Palestinian resistance

But the Palestinians in Jerusalem didn’t go along with the plan. They’re not leaving. Or at least not in the kind of numbers that would satisfy the demography wizards. And not only are they not going away, they’re disturbing the peace. Hundreds of brave, heroic children and youths are putting their lives on the line and clashing with the security forces to try to remind the world that for the past half century they have been living under a foreign, hostile, oppressive and abusive rule. Dozens more occasionally throw stones at Jews, whom they see as representing that part of the city’s population that isn’t lifting a finger to put an end to the abuse. A few, driven by a desire for revenge, have rammed into Jews with their vehicles in suicide terror attacks.

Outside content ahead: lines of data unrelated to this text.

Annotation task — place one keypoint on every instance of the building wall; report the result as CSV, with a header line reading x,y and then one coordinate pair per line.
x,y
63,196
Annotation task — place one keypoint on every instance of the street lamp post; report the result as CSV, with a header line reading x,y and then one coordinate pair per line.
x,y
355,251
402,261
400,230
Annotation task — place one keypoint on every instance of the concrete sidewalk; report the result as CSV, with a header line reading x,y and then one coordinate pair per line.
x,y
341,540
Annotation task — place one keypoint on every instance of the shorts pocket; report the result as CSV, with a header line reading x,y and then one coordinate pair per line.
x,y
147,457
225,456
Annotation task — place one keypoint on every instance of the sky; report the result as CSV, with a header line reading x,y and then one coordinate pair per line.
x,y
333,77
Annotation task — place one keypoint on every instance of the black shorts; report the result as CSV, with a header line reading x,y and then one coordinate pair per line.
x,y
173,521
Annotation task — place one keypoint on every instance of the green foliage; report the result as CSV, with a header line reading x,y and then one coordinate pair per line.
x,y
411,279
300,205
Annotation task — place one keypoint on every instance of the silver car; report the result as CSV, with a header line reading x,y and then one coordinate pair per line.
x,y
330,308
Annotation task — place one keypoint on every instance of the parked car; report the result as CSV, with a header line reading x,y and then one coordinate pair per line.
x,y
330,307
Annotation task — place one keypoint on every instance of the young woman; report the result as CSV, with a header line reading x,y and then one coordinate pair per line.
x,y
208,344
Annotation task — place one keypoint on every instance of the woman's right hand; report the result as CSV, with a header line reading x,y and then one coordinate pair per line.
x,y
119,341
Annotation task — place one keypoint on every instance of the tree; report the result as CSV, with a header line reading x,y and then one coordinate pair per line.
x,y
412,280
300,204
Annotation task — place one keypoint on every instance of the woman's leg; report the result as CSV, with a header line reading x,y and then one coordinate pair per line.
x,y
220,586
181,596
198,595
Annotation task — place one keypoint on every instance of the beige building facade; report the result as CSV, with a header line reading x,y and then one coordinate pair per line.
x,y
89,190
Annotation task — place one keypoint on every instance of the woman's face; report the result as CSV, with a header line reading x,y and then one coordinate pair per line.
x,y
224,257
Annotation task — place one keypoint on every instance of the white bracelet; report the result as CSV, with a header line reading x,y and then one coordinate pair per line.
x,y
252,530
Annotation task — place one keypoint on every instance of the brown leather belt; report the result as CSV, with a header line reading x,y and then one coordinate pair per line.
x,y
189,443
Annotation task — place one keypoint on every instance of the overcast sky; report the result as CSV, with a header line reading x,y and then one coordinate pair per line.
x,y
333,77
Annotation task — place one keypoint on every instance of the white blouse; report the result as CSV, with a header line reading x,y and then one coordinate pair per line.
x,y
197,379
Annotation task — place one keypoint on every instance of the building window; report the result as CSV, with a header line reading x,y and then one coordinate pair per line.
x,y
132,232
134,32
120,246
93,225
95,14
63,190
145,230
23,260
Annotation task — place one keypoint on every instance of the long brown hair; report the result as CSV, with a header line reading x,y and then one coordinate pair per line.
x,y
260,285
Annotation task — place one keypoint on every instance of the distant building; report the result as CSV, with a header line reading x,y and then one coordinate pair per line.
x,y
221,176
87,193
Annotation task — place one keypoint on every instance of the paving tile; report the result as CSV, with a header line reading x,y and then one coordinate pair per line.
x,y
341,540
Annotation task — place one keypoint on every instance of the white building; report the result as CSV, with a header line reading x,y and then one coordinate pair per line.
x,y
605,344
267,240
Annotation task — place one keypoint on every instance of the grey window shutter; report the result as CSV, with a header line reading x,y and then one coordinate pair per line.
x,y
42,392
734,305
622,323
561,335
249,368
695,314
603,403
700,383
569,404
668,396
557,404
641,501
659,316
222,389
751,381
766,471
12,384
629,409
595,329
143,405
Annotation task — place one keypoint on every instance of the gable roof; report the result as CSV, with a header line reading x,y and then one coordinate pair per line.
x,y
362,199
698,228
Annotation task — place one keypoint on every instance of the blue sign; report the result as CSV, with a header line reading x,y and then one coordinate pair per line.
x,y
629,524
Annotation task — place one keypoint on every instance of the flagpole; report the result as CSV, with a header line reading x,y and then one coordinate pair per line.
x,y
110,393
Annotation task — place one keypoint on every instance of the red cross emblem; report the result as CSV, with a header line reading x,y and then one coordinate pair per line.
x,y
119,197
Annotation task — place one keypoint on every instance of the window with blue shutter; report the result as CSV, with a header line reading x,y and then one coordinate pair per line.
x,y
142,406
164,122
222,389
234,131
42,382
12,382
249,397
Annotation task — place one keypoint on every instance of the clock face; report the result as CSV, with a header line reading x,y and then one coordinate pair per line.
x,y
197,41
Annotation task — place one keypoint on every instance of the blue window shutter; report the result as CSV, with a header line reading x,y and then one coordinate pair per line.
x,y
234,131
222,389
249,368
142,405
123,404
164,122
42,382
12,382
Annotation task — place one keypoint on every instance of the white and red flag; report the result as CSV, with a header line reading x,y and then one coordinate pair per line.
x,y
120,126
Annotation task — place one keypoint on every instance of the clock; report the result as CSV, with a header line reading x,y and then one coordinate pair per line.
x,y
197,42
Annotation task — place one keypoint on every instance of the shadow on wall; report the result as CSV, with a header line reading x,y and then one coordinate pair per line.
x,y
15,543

Over the past 20 years, Israel has added a political tool to its repertoire of devices designed for abuse: the isolation of East Jerusalem from the population of the West Bank and Gaza and a prohibition preventing the official leadership from operating in the city (through the closing of PLO institutions and a ban on political and cultural activity, claiming it is sponsored by the Palestinian Authority). Like many colonialists before it, Israel figures that by fragmenting the population this way and neutralizing its leadership, it will weaken its power of resistance. This system is working so far, and enabling Israel to stick to the status quo of continually altering the situation for the sake of Greater Israel. But there’s a reason why East Jerusalem isn’t following the Israeli blueprint.

Unlike the enclaves of the West Bank and Gaza, where there is an illusion of sovereignty and a Palestinian subcontractor, a governmental buffer that separates the abuser-occupier from the population, in “united” Jerusalem, the Palestinians live directly under the Israeli boot. This policy has led to the impoverishment of most of the East Jerusalem population, caused many from the middle class to leave and led to a relative uniformity in the living conditions of its inhabitants. There’s no longer much difference between the Shoafat refugee camp and the village of Issawiya with all its (stolen) lands.

Why Al Aqsa?

And Jerusalem also happens to be the site of Haram a-Sharif, the Noble Sanctuary of the Al Aqsa Mosque and the Dome of the Rock, a religious and emotional magnet that, also in the absence of charismatic leaders, serves as a national symbol to those who see no political horizon. The holy site is also a religious symbol for another billion and a half people in the world. Which is why it is such a source of strength and power for the small native people that Israel is doing its utmost to dispossess of all concrete and symbolic assets. All East Jerusalemites – including those who oppose revenge attacks and cloaking resistance in religious terms – have become the guardians of the holy compound. And the holy compound is their guardian.